Some changes had to be made. But not very many.

The union hack

sed uses a union to save space in a struct. Specifically, the reptr union has two sub structs that differ only in that one of them has a char *re1 field where the other has a union reptr *lb1. In the old days it was possible to access members of structs inside unions without having to name the intermediate struct. For example the code in the sed implementation uses rep->ad1 instead of rep->reptr1.ad1. That’s no longer possible (I’m pretty sure this shortcut was already out of fashion by the time K&R was published in 1978, but I don’t have a copy to hand).

I first changed the union to a struct that had a union inside it only for the two members that differed:

struct	reptr {
		char	*ad1;
		char	*ad2;
	union {
		char	*re1;
		struct reptr	*lb1;
        } u;
		char	*rhs;
		FILE	*fcode;
		char	command;
		char	gfl;
		char	pfl;
		char	inar;
		char	negfl;
} ptrspace[PTRSIZE], *rep;

The meant changing a few “union reptr” to “struct reptr”, but most of the member accesses would be unchanged. ->re1 had to be changed to ->u.re1, but that’s a simple search and replace.
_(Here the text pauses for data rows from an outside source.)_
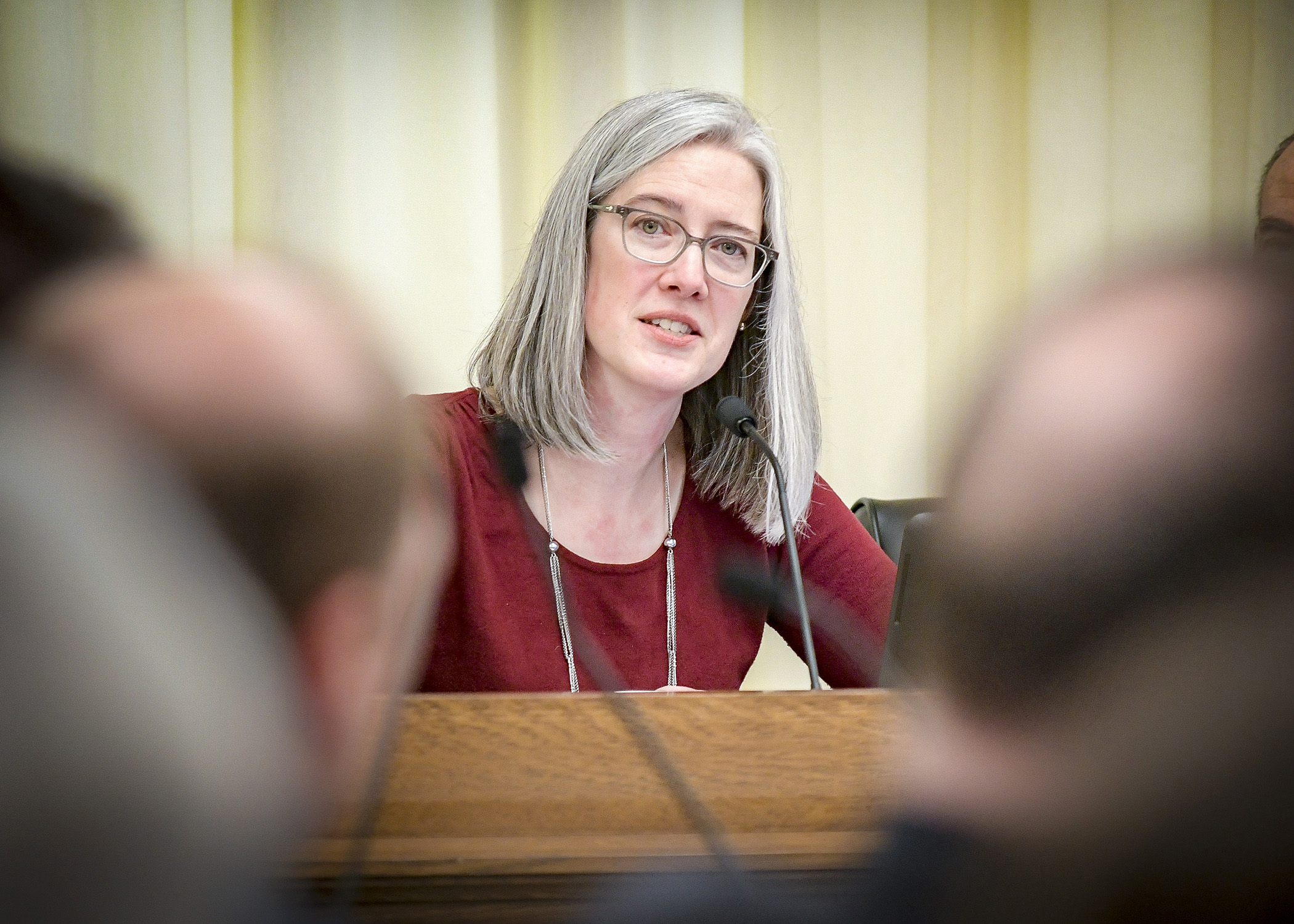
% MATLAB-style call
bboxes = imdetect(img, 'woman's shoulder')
[406,388,489,463]
[408,388,480,424]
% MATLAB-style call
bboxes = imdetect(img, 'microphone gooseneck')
[714,395,822,690]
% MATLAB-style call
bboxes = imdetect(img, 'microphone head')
[718,559,794,612]
[714,395,759,440]
[490,416,529,490]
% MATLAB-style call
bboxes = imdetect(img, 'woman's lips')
[639,317,700,341]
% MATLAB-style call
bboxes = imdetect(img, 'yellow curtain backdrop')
[0,0,1294,684]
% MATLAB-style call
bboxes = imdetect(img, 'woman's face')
[584,144,763,397]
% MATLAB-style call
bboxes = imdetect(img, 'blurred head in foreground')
[0,156,142,331]
[0,360,307,924]
[25,260,452,798]
[1254,134,1294,254]
[911,248,1294,922]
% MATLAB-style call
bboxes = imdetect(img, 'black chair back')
[852,497,941,563]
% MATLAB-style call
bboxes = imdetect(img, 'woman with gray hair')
[421,89,894,691]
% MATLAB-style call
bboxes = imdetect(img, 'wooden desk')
[300,690,900,920]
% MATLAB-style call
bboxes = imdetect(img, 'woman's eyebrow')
[625,193,760,241]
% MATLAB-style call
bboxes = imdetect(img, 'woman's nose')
[661,241,709,298]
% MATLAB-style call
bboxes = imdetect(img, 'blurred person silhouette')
[846,247,1294,923]
[0,355,307,924]
[23,259,453,808]
[1254,134,1294,254]
[0,153,144,342]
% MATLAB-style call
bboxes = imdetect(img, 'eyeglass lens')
[624,213,768,286]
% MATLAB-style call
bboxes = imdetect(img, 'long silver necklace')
[539,445,678,692]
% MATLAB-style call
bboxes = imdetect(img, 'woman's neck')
[526,375,687,563]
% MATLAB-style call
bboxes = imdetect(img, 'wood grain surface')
[299,690,901,877]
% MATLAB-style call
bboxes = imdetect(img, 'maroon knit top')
[414,388,894,692]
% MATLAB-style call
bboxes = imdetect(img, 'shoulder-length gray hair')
[470,89,822,543]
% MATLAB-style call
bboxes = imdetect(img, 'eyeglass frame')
[587,202,779,288]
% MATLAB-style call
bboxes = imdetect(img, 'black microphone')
[718,557,884,686]
[714,395,822,690]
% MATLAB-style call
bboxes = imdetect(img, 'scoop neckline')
[521,477,693,575]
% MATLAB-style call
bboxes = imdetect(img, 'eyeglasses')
[589,203,778,288]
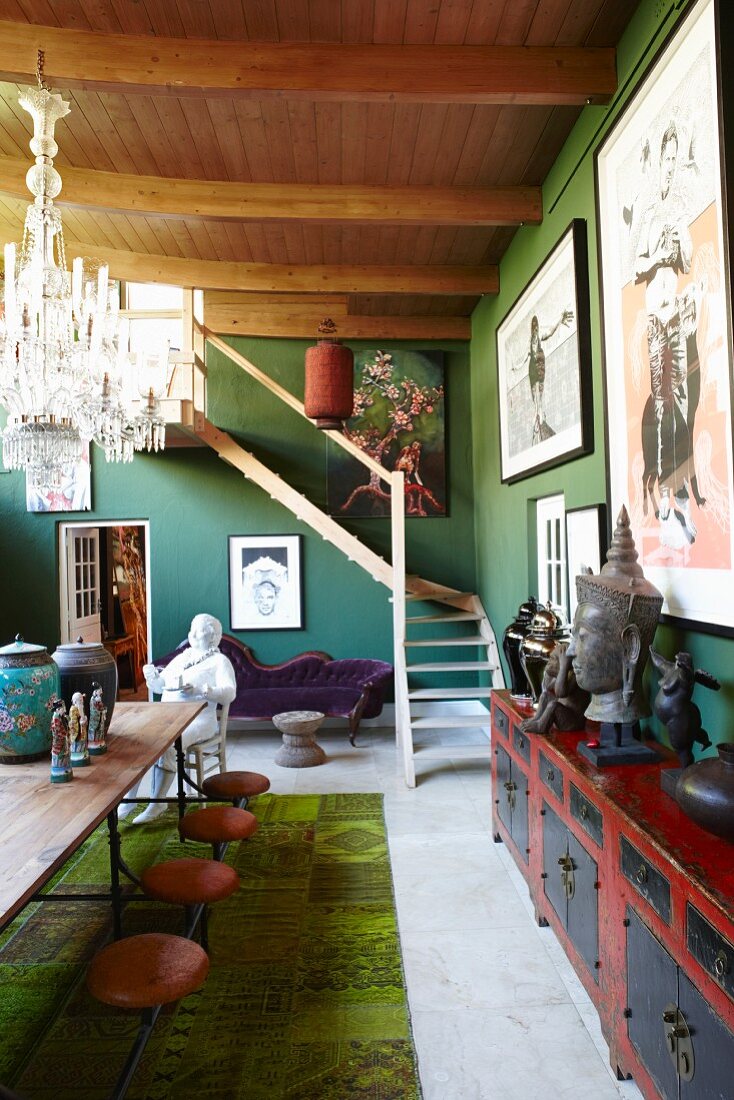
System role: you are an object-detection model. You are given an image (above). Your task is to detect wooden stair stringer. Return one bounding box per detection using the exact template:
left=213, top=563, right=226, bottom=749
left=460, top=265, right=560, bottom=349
left=197, top=417, right=393, bottom=590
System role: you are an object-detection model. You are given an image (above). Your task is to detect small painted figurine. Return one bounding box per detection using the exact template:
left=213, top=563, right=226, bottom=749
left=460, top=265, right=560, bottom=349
left=51, top=697, right=74, bottom=783
left=521, top=641, right=591, bottom=734
left=69, top=691, right=90, bottom=768
left=89, top=681, right=107, bottom=756
left=650, top=649, right=721, bottom=768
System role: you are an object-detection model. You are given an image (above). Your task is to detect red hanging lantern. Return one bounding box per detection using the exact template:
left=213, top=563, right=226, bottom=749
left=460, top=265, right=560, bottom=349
left=304, top=317, right=354, bottom=431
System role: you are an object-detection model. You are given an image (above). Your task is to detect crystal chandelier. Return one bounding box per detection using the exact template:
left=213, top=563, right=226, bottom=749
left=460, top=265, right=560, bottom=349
left=0, top=51, right=165, bottom=488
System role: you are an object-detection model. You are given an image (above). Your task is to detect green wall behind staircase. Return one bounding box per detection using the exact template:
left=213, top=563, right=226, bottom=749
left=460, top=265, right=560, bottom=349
left=0, top=338, right=474, bottom=662
left=471, top=0, right=734, bottom=741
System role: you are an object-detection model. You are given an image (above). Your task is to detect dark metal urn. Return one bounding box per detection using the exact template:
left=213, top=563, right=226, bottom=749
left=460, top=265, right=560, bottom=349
left=519, top=604, right=568, bottom=703
left=51, top=638, right=118, bottom=730
left=502, top=596, right=540, bottom=699
left=676, top=741, right=734, bottom=840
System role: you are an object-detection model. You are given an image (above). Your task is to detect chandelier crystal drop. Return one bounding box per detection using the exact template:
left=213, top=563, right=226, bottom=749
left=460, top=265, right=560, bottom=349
left=0, top=51, right=167, bottom=488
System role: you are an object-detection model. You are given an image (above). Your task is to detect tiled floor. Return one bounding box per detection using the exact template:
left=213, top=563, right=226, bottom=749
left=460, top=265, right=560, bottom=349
left=216, top=728, right=640, bottom=1100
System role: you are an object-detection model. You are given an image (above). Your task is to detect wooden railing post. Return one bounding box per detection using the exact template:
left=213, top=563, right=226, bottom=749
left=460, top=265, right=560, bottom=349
left=390, top=470, right=413, bottom=767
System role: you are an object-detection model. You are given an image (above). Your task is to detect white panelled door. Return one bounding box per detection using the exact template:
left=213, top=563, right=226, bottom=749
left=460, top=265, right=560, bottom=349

It wasn’t until I was explaining this ghastly use of union to Paul a day later that I realised the union is a completely unnecessary space-saving micro-optimisation. We can just have a plain struct where only one of the two fields re1 and lb1 were ever used. That’s much nicer, and so is the code.

The rise of headers

In K&R C if the function you were calling returned int then you didn’t need to declare it before calling it. Many functions that in modern times return void, used to return int (which is to say, they didn’t declare what they returned, so it defaulted to int, and if the function used plain return; then that was okay as long as the caller didn’t use the return value). exit() is such a function. sed calls it without declaring it first, and that generates a warning:

sed0.c:48:3: warning: incompatible implicit declaration of built-in function ‘exit’ [enabled by default]

I could declare exit() explicitly, but it seemed simpler to just add #include <stdlib.h>. And it is.
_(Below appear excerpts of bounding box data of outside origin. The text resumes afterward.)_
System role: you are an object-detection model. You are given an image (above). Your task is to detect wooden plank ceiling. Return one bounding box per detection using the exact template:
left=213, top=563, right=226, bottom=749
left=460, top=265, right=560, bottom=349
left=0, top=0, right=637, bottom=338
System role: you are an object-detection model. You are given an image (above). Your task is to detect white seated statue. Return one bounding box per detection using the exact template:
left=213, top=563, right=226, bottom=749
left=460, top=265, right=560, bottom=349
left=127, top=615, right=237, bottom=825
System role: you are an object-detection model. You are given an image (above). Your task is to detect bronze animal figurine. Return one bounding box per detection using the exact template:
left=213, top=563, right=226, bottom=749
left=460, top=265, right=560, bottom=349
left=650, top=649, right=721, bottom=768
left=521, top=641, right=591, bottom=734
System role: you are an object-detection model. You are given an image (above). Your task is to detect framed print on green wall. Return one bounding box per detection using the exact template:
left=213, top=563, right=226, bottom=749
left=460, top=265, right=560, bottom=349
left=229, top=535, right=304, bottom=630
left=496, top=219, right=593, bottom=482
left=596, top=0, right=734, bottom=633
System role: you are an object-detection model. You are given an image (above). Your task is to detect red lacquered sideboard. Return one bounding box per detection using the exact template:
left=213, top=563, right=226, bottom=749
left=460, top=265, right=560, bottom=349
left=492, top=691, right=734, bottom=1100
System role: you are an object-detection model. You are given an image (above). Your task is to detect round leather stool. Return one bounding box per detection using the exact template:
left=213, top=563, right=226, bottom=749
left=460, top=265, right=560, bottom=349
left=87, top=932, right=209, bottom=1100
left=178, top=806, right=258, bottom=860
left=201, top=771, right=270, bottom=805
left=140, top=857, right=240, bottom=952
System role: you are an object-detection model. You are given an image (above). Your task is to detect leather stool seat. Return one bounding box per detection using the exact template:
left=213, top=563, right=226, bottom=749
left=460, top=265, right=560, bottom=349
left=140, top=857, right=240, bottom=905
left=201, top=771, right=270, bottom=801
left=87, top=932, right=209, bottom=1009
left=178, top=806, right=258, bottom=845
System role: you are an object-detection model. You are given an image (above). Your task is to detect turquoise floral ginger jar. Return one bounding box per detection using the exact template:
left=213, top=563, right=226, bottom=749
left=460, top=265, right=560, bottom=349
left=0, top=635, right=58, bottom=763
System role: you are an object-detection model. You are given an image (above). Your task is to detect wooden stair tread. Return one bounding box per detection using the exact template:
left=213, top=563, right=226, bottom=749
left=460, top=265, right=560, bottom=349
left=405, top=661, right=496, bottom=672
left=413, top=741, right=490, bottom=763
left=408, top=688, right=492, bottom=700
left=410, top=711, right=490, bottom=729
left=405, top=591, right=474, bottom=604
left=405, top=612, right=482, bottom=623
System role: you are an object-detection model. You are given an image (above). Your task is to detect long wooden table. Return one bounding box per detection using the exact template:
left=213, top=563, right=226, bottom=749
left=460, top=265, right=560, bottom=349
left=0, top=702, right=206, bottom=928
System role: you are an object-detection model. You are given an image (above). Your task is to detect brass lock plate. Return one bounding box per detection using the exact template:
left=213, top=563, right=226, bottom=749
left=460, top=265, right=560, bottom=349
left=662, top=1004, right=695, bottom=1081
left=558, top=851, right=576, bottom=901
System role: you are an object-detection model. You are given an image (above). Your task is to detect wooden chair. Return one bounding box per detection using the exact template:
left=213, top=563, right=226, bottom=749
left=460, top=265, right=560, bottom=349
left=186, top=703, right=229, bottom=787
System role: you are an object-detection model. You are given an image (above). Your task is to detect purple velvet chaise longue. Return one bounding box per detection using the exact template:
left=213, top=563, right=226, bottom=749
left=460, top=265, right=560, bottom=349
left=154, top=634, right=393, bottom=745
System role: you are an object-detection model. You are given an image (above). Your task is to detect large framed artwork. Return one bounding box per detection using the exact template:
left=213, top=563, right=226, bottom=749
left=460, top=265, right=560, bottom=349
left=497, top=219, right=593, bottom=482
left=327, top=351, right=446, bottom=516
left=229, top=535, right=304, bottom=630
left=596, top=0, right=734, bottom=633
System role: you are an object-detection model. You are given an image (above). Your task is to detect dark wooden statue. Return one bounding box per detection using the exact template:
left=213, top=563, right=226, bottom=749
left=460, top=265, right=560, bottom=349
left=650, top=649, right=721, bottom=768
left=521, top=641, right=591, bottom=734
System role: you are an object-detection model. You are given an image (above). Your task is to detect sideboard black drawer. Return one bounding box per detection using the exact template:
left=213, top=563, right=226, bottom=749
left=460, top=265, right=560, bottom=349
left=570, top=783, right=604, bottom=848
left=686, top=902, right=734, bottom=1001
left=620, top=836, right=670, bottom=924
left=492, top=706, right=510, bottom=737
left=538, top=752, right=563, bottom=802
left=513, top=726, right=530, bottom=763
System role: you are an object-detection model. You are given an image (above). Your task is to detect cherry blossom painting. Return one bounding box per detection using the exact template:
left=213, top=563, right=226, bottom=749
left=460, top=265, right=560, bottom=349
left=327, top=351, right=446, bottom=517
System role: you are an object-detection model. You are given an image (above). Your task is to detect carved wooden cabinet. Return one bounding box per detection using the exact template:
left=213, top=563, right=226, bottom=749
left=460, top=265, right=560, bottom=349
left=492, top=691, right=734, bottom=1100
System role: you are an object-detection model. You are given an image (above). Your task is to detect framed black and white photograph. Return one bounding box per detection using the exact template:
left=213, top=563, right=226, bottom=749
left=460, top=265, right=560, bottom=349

ed declares some of the library functions it uses explicitly. Like malloc():

char	*malloc();

That’s a problem because the declaration of malloc() has changed. Now it’s void *malloc(size_t). This is a fatal violation of the C standard that the compiler is not obliged to warn me about, but thankfully it does.

The modern fix is again to add header files. Amusingly, version 7 Unix didn’t even have a header file that declared malloc().

When it comes to mktemp() (which is also declared explicitly rather than via a header file), ed has a problem:

tfname = mktemp("/tmp/eXXXXX");

2 problems in fact. One is that modern mktemp() expects its argument to have 6 “X”s, not 5. But the more serious problem is that the storage pointed to by the argument will be modified, and the string literal that is passed is not guaranteed to be placed in a modifiable data region. I’m surprised this worked in Version 7 Unix. These days not only is it not guaranteed to work, it doesn’t actually work. SEGFAULT because mktemp() tries to write into a read-only page.

And the 3rd problem is of course that mktemp() is a problematic interface so the better mkstemp() interface made it into the POSIX standard and mktemp() did not.

Which brings me to…

Unfashionable interfaces

ed uses gtty() and stty() to get and set the terminal flags (to switch off ECHO while the encryption key is read from the terminal). Not only is gtty() unfashionable in modern Unixes (I replaced it with tcgettattr()), it was unfashionable in Version 7 Unix. It’s not documented in the man pages; instead, tty(4) documents the use of the TIOCGETP command to ioctl().

ed is already using a legacy interface in 1979.